Mr. Parker has offered the specific name of a person who claimed responsibility, who worked for the Republican Party of Penn and who said it was authorized. He has met his initial burden of coming forward, and you now have the burden of rejoinder under the traditional rules. You have said the party has disavowed it and fired the guy. Is there anything else to add? Yes, the guy obviously used party computers to email 75,000 people. This was hardly the only stupid thing supposedly authorized by the McCain campaign. At this point, unless there are further things to add, those who are undecided can make up their minds. That’s how non-troll debate works.
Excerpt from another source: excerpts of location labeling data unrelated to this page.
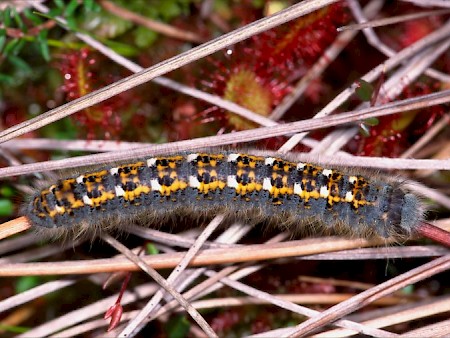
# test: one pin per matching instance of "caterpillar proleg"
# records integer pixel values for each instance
(293, 195)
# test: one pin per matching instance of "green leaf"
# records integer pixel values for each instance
(59, 3)
(6, 207)
(178, 327)
(19, 21)
(364, 90)
(43, 45)
(6, 191)
(52, 13)
(91, 6)
(10, 46)
(71, 7)
(7, 17)
(14, 46)
(71, 23)
(2, 40)
(27, 282)
(32, 17)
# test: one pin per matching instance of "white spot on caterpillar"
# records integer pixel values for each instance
(232, 182)
(233, 157)
(324, 192)
(353, 179)
(266, 184)
(119, 191)
(301, 166)
(191, 157)
(298, 188)
(87, 200)
(155, 185)
(349, 196)
(327, 172)
(151, 162)
(269, 161)
(194, 182)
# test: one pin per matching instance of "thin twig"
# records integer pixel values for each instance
(237, 137)
(149, 307)
(164, 67)
(162, 282)
(392, 20)
(338, 311)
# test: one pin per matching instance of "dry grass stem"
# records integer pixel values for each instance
(162, 282)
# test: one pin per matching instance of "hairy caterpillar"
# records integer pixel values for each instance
(291, 194)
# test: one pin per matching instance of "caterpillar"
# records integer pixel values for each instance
(293, 195)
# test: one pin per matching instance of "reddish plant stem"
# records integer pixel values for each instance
(435, 233)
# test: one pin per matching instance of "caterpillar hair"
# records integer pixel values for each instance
(293, 195)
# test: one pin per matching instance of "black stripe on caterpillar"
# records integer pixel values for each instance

If you simply say they haven’t met their burden, when they have offered their evidence, you are conceding through incompetence in argumentation.
Actually, the law is “as a discussion grows longer, the probability of a comparison involving Nazis or Hitler approaches one.” So the OP was correctly applying the law since uh… <reads rest of thread> WHOEVER sent and approved that message Godwin’d the election by making a comparison to the election of the Nazi party. And the invisible, unspoken corollary does indeed imply (and I’m speaking from experience here) that the side that doesn’t bring up Nazi’s has implicitly won the argument at hand. The precedent for this corollary was probably set here.
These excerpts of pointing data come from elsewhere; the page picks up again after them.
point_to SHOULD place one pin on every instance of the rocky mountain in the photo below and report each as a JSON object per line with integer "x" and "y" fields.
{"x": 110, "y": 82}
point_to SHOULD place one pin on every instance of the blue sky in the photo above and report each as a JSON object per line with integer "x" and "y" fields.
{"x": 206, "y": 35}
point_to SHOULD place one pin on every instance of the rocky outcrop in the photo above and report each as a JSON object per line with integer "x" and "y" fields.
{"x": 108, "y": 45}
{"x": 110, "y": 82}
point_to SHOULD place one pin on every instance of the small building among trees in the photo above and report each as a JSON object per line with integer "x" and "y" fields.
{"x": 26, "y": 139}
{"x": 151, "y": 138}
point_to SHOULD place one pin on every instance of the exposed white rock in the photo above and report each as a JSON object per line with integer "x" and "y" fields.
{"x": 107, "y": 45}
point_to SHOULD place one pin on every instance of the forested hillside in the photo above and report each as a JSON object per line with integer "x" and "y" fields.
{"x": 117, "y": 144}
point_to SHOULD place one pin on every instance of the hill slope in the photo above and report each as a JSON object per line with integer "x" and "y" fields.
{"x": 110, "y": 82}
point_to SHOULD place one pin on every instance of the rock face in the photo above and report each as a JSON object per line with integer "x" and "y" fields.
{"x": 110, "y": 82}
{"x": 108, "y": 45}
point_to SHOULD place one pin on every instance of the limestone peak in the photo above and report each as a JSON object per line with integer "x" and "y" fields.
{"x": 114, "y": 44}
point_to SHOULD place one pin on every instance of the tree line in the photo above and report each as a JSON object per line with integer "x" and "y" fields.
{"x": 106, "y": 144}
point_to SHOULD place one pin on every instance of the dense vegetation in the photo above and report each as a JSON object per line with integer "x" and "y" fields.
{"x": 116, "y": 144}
I’m wondering about the man-hours, and therefore labor cost, it would have taken to weed through their Pennsylvania voter database and supposedly pull the email addresses of only the Jewish voters. They probably would have needed to cross-reference the names with an external list as, to my knowledge, people don’t give their religious affiliation when registering to vote. It seems this would have taken more than one person, which lends credence to the argument that this was not a rogue act. On the other hand, if this guy did all of this alone, in a clandestine manner, then he probably spent quite a bit of time with this when he should have been doing other things. How could it not have been noticed?
I’m sorry. I just don’t buy that this was done in a vacuum.
No. He is asking to prove a negative, i.e. Prove that the McCain campaign did NOT authorize the email.
How can anyone possibly do that, which is why he responds with the child molester allegation. If I accuse you of X, the burden is on me to prove that you did the activity. My word (and in this case the word of the worker) is not good enough. Otherwise every allegation would be undeniably true.
You cannot be asked, and, in fact, you cannot prove that you did not do X…
One major problem is all these “independent” organizations that can send out whatever shit they feel like. Our local race for the House is particularly ugly, yesterday I received three different mailings (glossy, colorful, postcards) accusing the Democratic candidate of being a socialist, a unionist, and a taxist. None of these cards officially came from the Republican candidate or party, they came from things called “Freedom’s Watch.” The funniest was from the NeurosurgeryPAC, claiming that only the Republican candidate can fix America’s health care system. I cracked up; I’m not sure who the NeurosurgeryPAC is, but I don’t I would trust an organization of neurosurgeons to have the foggiest clue how to “fix” the health care system, except in their own self-interest.
Peter Feldman, the guy who personally went running to the press with the Ashley Todd big-black-man story, who informed the world that the B was for Obama? So…they didn’t fire him over that?